Yields, stocks slip as yen rises on safe-haven bid
NEW YORK (Reuters) – US Treasury yields fell to three-anda-half-month lows on Thursday and the yen rose as falling oil and stock prices increased demand for low-risk assets.
An index of world equity markets snapped a five-day gaining streak and oil prices dipped as traders took profits after three sessions of gains.
The yen, which investors prefer in times of market uncertainty, reached a three-year peak against the euro and fiveweek high versus the US dollar.
“It’s generally a cautious mood today,” said Eric Viloria, a currency strategist at Wells Fargo Securities in New York. “You have stocks lower and yields lower.”
The dollar index, which tracks the greenback against the euro, yen and four other currencies, rebounded from five-week lows set on Wednesday. It was up 0.34 percent at 93.905 in early afternoon trading.
The greenback’s gains were supported by an unexpected drop in US jobless claims and a stronger-than-expected rise in wholesale sales in April, soothing some worries about the US economy decelerating in the second quarter.

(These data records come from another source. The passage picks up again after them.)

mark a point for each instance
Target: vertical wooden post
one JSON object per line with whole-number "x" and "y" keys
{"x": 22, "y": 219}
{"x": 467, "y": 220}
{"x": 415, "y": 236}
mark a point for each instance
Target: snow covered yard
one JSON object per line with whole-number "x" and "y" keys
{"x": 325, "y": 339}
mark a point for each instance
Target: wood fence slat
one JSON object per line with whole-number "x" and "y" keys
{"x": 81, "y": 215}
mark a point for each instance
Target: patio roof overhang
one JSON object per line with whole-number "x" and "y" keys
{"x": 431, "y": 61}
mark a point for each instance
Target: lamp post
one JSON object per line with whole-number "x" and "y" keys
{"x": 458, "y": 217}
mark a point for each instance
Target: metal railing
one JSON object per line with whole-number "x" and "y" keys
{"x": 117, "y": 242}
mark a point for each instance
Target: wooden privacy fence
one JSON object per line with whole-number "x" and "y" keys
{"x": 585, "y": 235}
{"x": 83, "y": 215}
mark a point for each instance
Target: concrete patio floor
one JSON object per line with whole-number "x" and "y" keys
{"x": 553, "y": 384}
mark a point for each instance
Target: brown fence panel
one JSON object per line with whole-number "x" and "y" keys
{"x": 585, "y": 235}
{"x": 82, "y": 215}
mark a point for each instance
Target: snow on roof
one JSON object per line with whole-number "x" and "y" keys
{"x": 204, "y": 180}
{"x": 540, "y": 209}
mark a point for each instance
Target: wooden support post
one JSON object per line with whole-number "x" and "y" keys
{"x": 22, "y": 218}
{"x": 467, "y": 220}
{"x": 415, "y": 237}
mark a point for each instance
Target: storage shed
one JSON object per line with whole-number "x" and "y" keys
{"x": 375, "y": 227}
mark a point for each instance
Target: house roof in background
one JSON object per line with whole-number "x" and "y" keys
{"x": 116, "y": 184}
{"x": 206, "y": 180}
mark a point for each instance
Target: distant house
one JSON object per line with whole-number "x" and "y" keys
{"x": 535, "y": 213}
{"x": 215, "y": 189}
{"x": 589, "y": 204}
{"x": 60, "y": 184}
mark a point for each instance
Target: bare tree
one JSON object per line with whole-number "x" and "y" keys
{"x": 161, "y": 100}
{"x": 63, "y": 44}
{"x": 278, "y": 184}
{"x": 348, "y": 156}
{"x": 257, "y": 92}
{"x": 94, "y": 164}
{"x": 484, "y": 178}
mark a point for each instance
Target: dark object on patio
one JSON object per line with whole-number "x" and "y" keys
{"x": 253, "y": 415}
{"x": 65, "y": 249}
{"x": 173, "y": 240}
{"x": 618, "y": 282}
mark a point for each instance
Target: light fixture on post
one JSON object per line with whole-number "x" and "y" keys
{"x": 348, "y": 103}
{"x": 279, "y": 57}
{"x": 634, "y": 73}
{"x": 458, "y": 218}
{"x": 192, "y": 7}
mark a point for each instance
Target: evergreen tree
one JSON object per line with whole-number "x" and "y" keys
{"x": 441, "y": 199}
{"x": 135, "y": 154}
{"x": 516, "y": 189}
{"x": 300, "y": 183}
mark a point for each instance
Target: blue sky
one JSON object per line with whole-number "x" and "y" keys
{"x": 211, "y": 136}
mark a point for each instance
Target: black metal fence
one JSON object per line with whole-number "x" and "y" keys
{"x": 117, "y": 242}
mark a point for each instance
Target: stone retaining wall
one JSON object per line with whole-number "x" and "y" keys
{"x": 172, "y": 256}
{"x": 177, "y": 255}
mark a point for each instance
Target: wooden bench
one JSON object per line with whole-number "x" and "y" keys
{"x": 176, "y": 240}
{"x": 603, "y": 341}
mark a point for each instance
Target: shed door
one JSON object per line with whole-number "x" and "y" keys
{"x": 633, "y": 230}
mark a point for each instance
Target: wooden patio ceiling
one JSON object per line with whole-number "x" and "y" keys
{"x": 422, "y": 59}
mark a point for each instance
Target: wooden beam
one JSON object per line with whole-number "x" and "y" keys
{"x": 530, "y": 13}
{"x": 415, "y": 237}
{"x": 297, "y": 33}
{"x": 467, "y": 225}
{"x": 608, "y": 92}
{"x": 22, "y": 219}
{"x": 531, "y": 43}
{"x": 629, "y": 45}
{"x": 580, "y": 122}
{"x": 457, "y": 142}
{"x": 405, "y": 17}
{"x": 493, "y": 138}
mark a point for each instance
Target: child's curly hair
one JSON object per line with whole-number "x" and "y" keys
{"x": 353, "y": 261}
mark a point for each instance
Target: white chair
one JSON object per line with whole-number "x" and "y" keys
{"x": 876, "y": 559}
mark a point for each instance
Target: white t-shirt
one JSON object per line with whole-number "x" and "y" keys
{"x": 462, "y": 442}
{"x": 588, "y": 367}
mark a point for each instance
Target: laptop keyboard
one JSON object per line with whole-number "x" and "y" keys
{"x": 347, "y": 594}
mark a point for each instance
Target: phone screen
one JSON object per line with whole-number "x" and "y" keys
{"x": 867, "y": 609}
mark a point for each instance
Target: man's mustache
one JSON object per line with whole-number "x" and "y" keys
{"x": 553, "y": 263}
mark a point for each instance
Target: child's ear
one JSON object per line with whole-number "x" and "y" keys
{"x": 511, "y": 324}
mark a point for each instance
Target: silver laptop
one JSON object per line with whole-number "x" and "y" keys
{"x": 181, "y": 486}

Oil, which earlier hit a 2016 high helped by supply worries, was pressured by profit taking and the firmer dollar. A stronger dollar makes oil dearer for holders of other currencies.
The MSCI world equity index of shares in 45 nations was down 0.75%. The index pulled back from a six-week high hit on Wednesday, having rallied on buoyant crude-oil prices and an encouraging assessment of the economy by Fed Chairwoman Janet Yellen on Monday.
On Wall Street, stocks fell after three days of gains, weighed by financials and energy companies.
The Dow Jones Industrial Average fell 70.23 points, or 0.39%, to 17,934.82, the S&P 500 lost 9.33 points, or 0.44%, to 2,109.79, and the Nasdaq Composite dropped 20.83 points, or 0.42%, to 4,953.81.
Europe’s broad FTSEurofirst 300 index declined 0.95% to 1,340.08, weighed down by weakness among commodities-related stocks.
Earlier, Japan’s Nikkei fell nearly 1%, hurt by the stronger yen. Financials and banking stocks led the losses amid lower bond yields.
In the bond market, US Treasury yields dipped as falling oil and stock prices increased demand for safe-haven debt amid concerns about global growth.
British and German sovereign-debt yields fell to record lows, driven by concerns about Britain’s referendum on European Union membership later this month and the European Central Bank’s commencement of its corporate-bond purchase program.
That has further increased the attractiveness of Treasuries, which offer far higher yields than European, Japanese and other major sovereign bonds, as the US economy shows greater strength than those nations.
“It’s a demand for securities and yield,” said Tom Tucci, the head of Treasuries trading at CIBC in New York.
Benchmark US 10-year notes gained 1/32 in price to yield 1.671%, the lowest since February 24.
Brent crude was down 0.74% at $52.12 a barrel, while US crude was down 0.92% at $50.76 per barrel.
The firmer dollar knocked copper to its lowest in nearly four months. Three-month copper on the London Metal Exchange tumbled 2% to a low of $4,485.50 a ton.
Spot gold hit a three-week high and was up 0.68% to $1,270.36 an ounce.